L’utilisation de l’anglais a été « cool » depuis la Seconde Guerre mondiale. Je ne pense pas que cela ait changé au cours des 50 dernières années, mais au cours des 10 à 15 dernières années, nous voyons plus de californismes que d’anglicismes. »

Le terme « californisme » a été inventé par le linguiste français, éditeur de dictionnaires et personnalité de la radio Alain Rey. Il a remarqué que les mots anglais apparaissant dans la langue française ces dernières années sont plus emblématiques de la Silicon Valley que de la langue anglaise en général.

Neveux explique que si certains termes sont issus de termes anglophones liés à l’internet et à la technologie – pensez à cliquer, scroller et mail – en France, les californismes sont devenus « plus visibles dans la vie et la conversation de tous les jours », en grande partie grâce à l’élection du président Emmanuel Macron.

Lors de sa campagne en 2017, Macron a vanté son désir de voir le pays devenir une « start-up nation ».

Macron a atteint cet objectif à bien des égards – en 2021, les start-ups en France ont gagné plus de 11,6 milliards d’euros, soit une augmentation de 115 % par rapport à 2020, où elles n’ont gagné que 5,4 milliards d’euros. On compte actuellement 27 000 start-ups, contre 9 400 en 2016, avant l’élection de Macron.

Ces entreprises ont créé un total de près d’un million d’emplois et en créeront 250 000 de plus d’ici 2025, selon les prévisions.

Quel est le rapport avec les publicités en franglais ? Les linguistes affirment que la culture de la Silicone Valley – et les expressions anglaises – ont influencé à la fois le lieu de travail et la culture populaire en France.

Bien que la demande d’un startupper pour « un feedback » puisse sembler éloignée des mots anglais aléatoires injectés dans les publicités, les deux sont interconnectés car ils concernent la même population.

« Les publicités s’adressent à un public particulier », explique Micha Cziffra qui travaille comme traducteur professionnel, aidant ses clients à trouver les mots justes dans plusieurs domaines, notamment le marketing et la communication.

Il a ajouté que les Français considèrent l’anglais comme « moderne » et culturellement pertinent.
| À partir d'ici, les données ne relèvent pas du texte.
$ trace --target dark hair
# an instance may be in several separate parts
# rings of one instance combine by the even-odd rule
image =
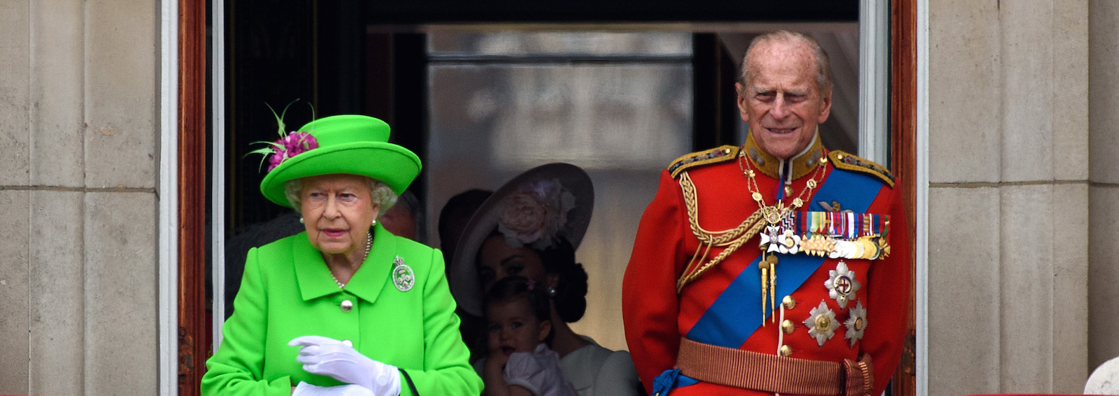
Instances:
[[[575,247],[567,238],[560,237],[548,248],[533,248],[533,252],[540,257],[545,271],[560,275],[556,293],[552,296],[560,319],[567,323],[583,319],[586,313],[586,271],[583,264],[575,262]]]
[[[493,228],[489,236],[505,238],[505,234]],[[567,242],[565,237],[558,237],[547,248],[539,249],[530,245],[525,246],[529,251],[536,254],[540,258],[540,263],[544,264],[544,271],[548,274],[558,275],[560,281],[556,282],[555,294],[551,290],[547,291],[546,295],[549,295],[556,303],[556,314],[565,323],[577,322],[583,319],[583,314],[586,313],[586,270],[583,270],[583,264],[575,262],[575,247]],[[478,255],[474,257],[474,266],[481,268],[481,255],[482,249],[478,249]],[[511,277],[511,276],[507,276]],[[518,276],[519,277],[519,276]],[[501,282],[505,279],[498,280]],[[480,286],[480,285],[479,285]],[[496,285],[490,286],[496,287]],[[546,287],[546,285],[540,285],[539,287]]]
[[[533,309],[536,320],[543,322],[552,318],[548,295],[544,293],[542,285],[535,284],[524,276],[506,276],[497,281],[486,293],[485,301],[488,308],[492,302],[508,302],[516,299],[528,300],[528,305]]]

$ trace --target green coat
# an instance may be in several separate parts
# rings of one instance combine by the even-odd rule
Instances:
[[[299,381],[340,384],[303,371],[295,361],[299,348],[288,346],[300,336],[350,340],[370,359],[406,370],[424,396],[481,393],[459,334],[442,254],[379,225],[374,229],[369,257],[345,290],[307,233],[251,249],[224,340],[206,361],[203,394],[290,395]],[[392,281],[397,256],[415,273],[406,292]],[[340,308],[347,300],[349,312]],[[403,376],[401,388],[411,395]]]

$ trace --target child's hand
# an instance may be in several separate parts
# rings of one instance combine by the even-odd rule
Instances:
[[[489,376],[492,371],[497,375],[497,378],[501,378],[505,373],[505,364],[508,361],[509,357],[501,352],[500,349],[490,351],[489,356],[486,357],[485,374]]]
[[[486,383],[486,396],[509,395],[509,386],[505,384],[505,365],[509,357],[505,356],[500,349],[491,350],[486,357],[486,367],[482,368],[482,380]]]

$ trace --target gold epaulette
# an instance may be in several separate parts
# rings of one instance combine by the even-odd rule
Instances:
[[[890,188],[894,187],[894,173],[891,173],[886,167],[877,164],[874,161],[839,150],[828,153],[828,159],[831,160],[831,164],[836,168],[872,175],[882,179],[882,182],[890,186]]]
[[[673,164],[668,166],[668,173],[673,176],[673,179],[675,179],[680,175],[680,172],[688,168],[730,161],[737,154],[737,145],[722,145],[711,150],[696,151],[673,161]]]

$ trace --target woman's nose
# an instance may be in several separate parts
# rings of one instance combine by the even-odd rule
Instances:
[[[338,214],[339,214],[339,211],[338,211],[338,199],[335,196],[328,197],[327,198],[327,209],[323,210],[322,216],[325,216],[327,218],[336,218],[336,217],[338,217]]]

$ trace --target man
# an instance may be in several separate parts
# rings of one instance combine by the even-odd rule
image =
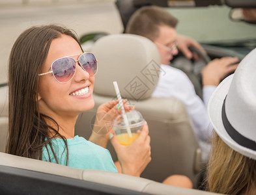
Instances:
[[[196,95],[193,85],[186,75],[169,66],[173,56],[178,54],[177,46],[188,58],[192,57],[192,53],[188,49],[190,45],[203,51],[196,42],[188,37],[177,34],[175,30],[177,23],[177,19],[163,8],[155,6],[145,6],[137,10],[132,16],[127,24],[126,32],[147,37],[156,46],[161,57],[161,69],[165,74],[160,74],[152,96],[173,97],[183,102],[195,133],[199,139],[203,159],[206,161],[209,147],[208,149],[205,148],[205,145],[212,130],[210,127],[206,110],[208,101],[225,75],[236,68],[237,65],[230,64],[237,63],[238,59],[223,57],[214,59],[206,66],[202,71],[203,102]]]

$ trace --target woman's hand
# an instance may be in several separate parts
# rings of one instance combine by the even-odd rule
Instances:
[[[150,137],[149,127],[145,124],[139,137],[130,145],[121,145],[114,135],[111,144],[117,154],[122,168],[122,173],[139,177],[147,165],[151,161]]]
[[[134,109],[126,104],[126,100],[122,100],[126,112]],[[89,141],[106,148],[109,140],[109,133],[113,133],[113,124],[115,118],[122,113],[118,100],[112,100],[102,104],[97,110],[92,133]]]

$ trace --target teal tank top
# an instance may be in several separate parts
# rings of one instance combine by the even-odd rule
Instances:
[[[68,148],[68,161],[67,165],[80,169],[100,170],[117,172],[109,151],[83,137],[76,135],[73,138],[66,139]],[[51,140],[54,152],[60,164],[66,165],[66,150],[62,138]],[[50,146],[42,150],[42,160],[57,163]],[[50,159],[51,161],[50,161]]]

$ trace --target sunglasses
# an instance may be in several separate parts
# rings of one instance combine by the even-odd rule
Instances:
[[[90,75],[95,75],[98,70],[98,61],[95,56],[91,53],[83,53],[75,60],[72,56],[75,54],[55,60],[51,66],[51,71],[40,73],[38,76],[43,76],[52,73],[57,81],[65,83],[70,81],[75,75],[76,70],[76,62],[83,70],[89,73]]]

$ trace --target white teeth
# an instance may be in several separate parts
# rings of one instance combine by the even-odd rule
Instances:
[[[84,95],[89,92],[89,87],[85,87],[85,88],[82,88],[81,90],[79,90],[76,92],[74,92],[72,94],[70,94],[70,96],[82,96]]]

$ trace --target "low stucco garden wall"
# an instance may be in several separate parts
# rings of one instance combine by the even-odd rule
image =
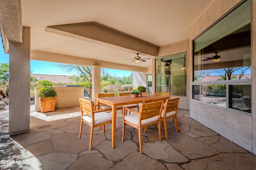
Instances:
[[[58,94],[55,109],[77,107],[79,105],[79,98],[84,98],[84,87],[53,87]],[[35,92],[35,109],[41,111],[40,98],[38,97],[40,89],[37,87]]]
[[[194,100],[192,100],[190,109],[191,117],[249,152],[252,152],[253,132],[252,116]]]

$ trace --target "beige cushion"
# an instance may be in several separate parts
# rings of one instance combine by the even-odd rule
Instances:
[[[87,114],[84,114],[82,117],[88,123],[92,123],[92,117],[90,115]],[[112,119],[112,115],[106,111],[96,113],[94,113],[94,125],[108,121]]]
[[[139,123],[139,115],[138,114],[130,114],[124,116],[124,120],[138,126]],[[141,121],[141,125],[146,125],[156,121],[158,119],[158,116],[156,116],[153,117],[142,120]]]
[[[164,109],[162,110],[162,113],[161,113],[161,117],[164,118]],[[170,112],[166,113],[166,117],[170,116],[172,115],[175,115],[176,113],[174,111],[172,111]]]

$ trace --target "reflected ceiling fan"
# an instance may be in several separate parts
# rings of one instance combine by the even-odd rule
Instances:
[[[131,62],[135,61],[135,62],[139,63],[140,61],[145,62],[146,61],[144,60],[150,60],[151,59],[150,58],[144,58],[142,59],[140,57],[139,57],[139,53],[136,53],[136,54],[137,55],[137,56],[134,57],[134,59],[126,59],[126,60],[133,60]]]
[[[219,61],[221,59],[230,59],[230,58],[220,58],[221,57],[220,56],[218,55],[217,54],[218,52],[214,52],[214,53],[215,53],[215,55],[214,55],[214,56],[212,56],[212,57],[206,57],[206,59],[203,60],[202,60],[202,61],[207,61],[208,60],[212,60],[213,61],[217,62],[217,61]],[[228,56],[226,55],[226,56]],[[224,57],[226,57],[226,56],[224,56]]]

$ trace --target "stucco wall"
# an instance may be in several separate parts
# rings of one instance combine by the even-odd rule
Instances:
[[[40,98],[38,92],[42,88],[36,88],[35,93],[35,109],[41,111]],[[53,87],[55,89],[58,97],[56,99],[55,109],[77,107],[80,106],[79,98],[84,98],[83,87]]]
[[[193,100],[190,117],[252,152],[252,117],[212,105]]]
[[[255,0],[251,0],[255,4]],[[209,27],[217,22],[223,16],[240,4],[244,0],[224,0],[214,1],[211,5],[196,20],[191,27],[190,38],[191,41],[198,37],[208,29]],[[223,4],[225,5],[223,5]],[[256,5],[252,5],[252,14],[254,14]],[[252,16],[252,68],[256,65],[255,54],[255,21],[253,21]],[[253,40],[254,39],[254,40]],[[192,47],[191,48],[192,49]],[[192,50],[191,50],[192,51]],[[255,69],[252,70],[252,74],[255,75]],[[254,81],[253,84],[255,84]],[[255,96],[255,87],[253,86],[252,97]],[[190,89],[192,91],[192,88]],[[190,92],[190,93],[192,91]],[[255,97],[254,97],[255,98]],[[245,149],[256,154],[255,144],[256,140],[255,128],[253,125],[256,122],[255,120],[255,103],[252,108],[252,116],[247,116],[232,111],[231,109],[226,109],[220,107],[214,106],[190,99],[190,116],[201,123],[232,142]],[[255,102],[254,102],[255,103]],[[255,125],[254,125],[255,126]]]

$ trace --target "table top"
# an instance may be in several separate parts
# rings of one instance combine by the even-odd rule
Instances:
[[[141,97],[134,98],[130,96],[121,96],[106,97],[104,98],[96,98],[100,102],[103,102],[104,104],[110,105],[116,105],[122,106],[134,104],[134,103],[143,103],[143,101],[150,102],[151,100],[162,100],[169,98],[168,96],[164,96],[155,95],[154,94],[144,94]]]

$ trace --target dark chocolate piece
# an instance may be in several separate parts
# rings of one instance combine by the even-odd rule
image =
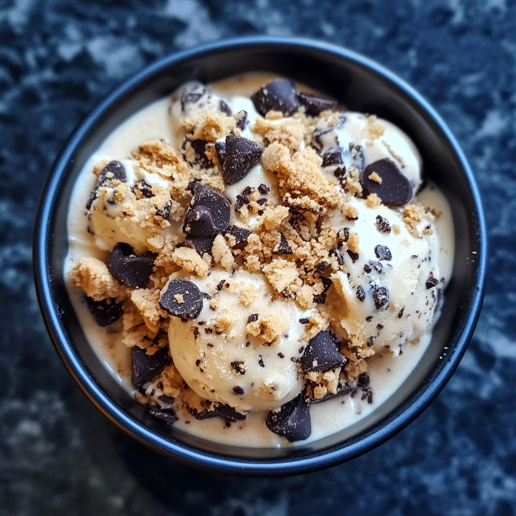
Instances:
[[[213,247],[213,241],[215,239],[215,235],[211,236],[190,236],[187,235],[185,239],[185,245],[187,247],[191,247],[195,249],[197,254],[202,256],[204,253],[212,254],[212,248]]]
[[[386,246],[378,245],[375,248],[375,254],[379,260],[390,262],[392,260],[391,250]]]
[[[287,79],[275,79],[251,96],[256,111],[265,116],[269,111],[279,111],[287,117],[299,108],[298,92]]]
[[[381,178],[381,183],[369,179],[374,172]],[[410,182],[399,171],[397,165],[389,158],[379,159],[367,165],[360,175],[360,183],[365,196],[376,194],[383,204],[388,205],[402,206],[412,197]]]
[[[275,247],[275,249],[276,250],[272,251],[273,254],[292,254],[292,248],[288,245],[287,239],[282,233],[280,233],[280,243]]]
[[[379,310],[389,302],[389,289],[384,283],[379,284],[374,281],[372,281],[369,285],[371,287],[375,306]]]
[[[235,118],[236,119],[236,126],[239,129],[245,129],[247,122],[247,111],[242,109],[236,114]]]
[[[135,389],[143,387],[172,362],[168,346],[158,349],[152,355],[148,355],[144,349],[135,346],[132,348],[132,382]]]
[[[426,280],[426,288],[431,288],[432,287],[434,287],[438,283],[439,280],[437,278],[434,278],[433,276],[430,276],[428,279]]]
[[[211,236],[229,225],[229,200],[202,183],[191,183],[192,197],[185,216],[184,230],[189,236]]]
[[[260,143],[243,136],[228,135],[225,139],[225,152],[222,161],[222,175],[228,185],[233,185],[243,179],[260,163],[263,147]]]
[[[174,297],[183,296],[183,302]],[[189,280],[178,278],[171,280],[167,290],[159,298],[159,306],[177,317],[194,319],[199,317],[202,310],[202,294],[195,283]]]
[[[309,95],[308,93],[299,93],[297,98],[301,105],[307,108],[307,112],[313,117],[316,117],[321,111],[326,111],[327,109],[332,109],[337,106],[336,101],[323,99],[322,97]]]
[[[378,231],[382,233],[390,233],[391,227],[389,225],[389,221],[381,215],[376,216],[376,227]]]
[[[181,109],[188,104],[195,104],[207,91],[206,87],[198,80],[192,80],[187,84],[181,95]]]
[[[107,265],[113,277],[122,285],[144,288],[157,256],[151,252],[135,254],[128,244],[119,242],[113,248]]]
[[[250,229],[246,228],[240,228],[239,226],[231,225],[228,232],[230,235],[234,237],[236,243],[233,246],[233,249],[242,249],[247,245],[247,239],[252,233]]]
[[[106,175],[109,172],[110,172],[113,175],[112,176],[106,178]],[[108,163],[102,169],[100,174],[99,174],[99,180],[97,181],[97,184],[90,195],[88,202],[86,203],[86,209],[89,209],[91,207],[91,205],[93,201],[96,199],[96,195],[97,192],[99,191],[99,188],[102,186],[106,179],[118,179],[122,183],[126,183],[127,179],[125,174],[125,169],[124,168],[124,166],[120,162],[114,160]]]
[[[321,403],[322,401],[327,401],[329,399],[332,399],[340,396],[345,396],[349,394],[353,390],[353,387],[348,383],[342,385],[340,383],[337,385],[337,392],[336,393],[328,392],[325,394],[322,398],[309,398],[307,397],[307,403],[309,405],[312,405],[314,403]]]
[[[87,296],[85,297],[95,322],[102,328],[118,320],[124,313],[122,303],[116,302],[114,297],[108,297],[102,301],[93,301]]]
[[[265,420],[269,430],[286,437],[291,442],[308,439],[312,432],[312,424],[304,397],[304,393],[301,393],[282,405],[278,412],[269,412]]]
[[[330,331],[319,332],[308,341],[308,345],[300,363],[303,373],[329,371],[346,363],[346,359],[338,352],[334,335]]]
C’est aussi une question de public : si la cible est une personne jeune et cosmopolite, les annonceurs peuvent utiliser l’anglais pour exploiter cette identité.

« Cela donne un impact cool et branché », a déclaré M. Cziffra.

Il ajoute que l’utilisation de l’anglais « dépend toujours du client, certains ne veulent aucun mot en anglais, et d’autres – ceux qui acceptent la ‘dominance de l’usage’ de l’anglais – le voudront pour mettre un post sur Facebook ou Twitter. »

Il convient de noter qu’il existe certaines limites à l’utilisation de l’anglais pour le marketing en France – il doit toujours être accompagné d’une traduction en français, conformément à la loi Toubon.

Plus moderne, plus technologique

S’il est bien connu que l’Académie française, le principal conseil pour toutes les questions relatives à la langue française, a des scrupules à utiliser des mots anglais en français, certains professionnels de la communication et du marketing s’inquiètent également de l’impact de ces « in-groups » sur le reste de la société.

Frédéric Fougerat est le directeur de la communication d’Emeria, une société immobilière. Il est un fervent critique du « franglais », ayant écrit et parlé abondamment sur le sujet.

« Dans l’espace de travail, ce sont souvent les managers qui imposent l’anglais pour se donner l’air plus sérieux et plus orienté vers les affaires », a déclaré M. Fougerat.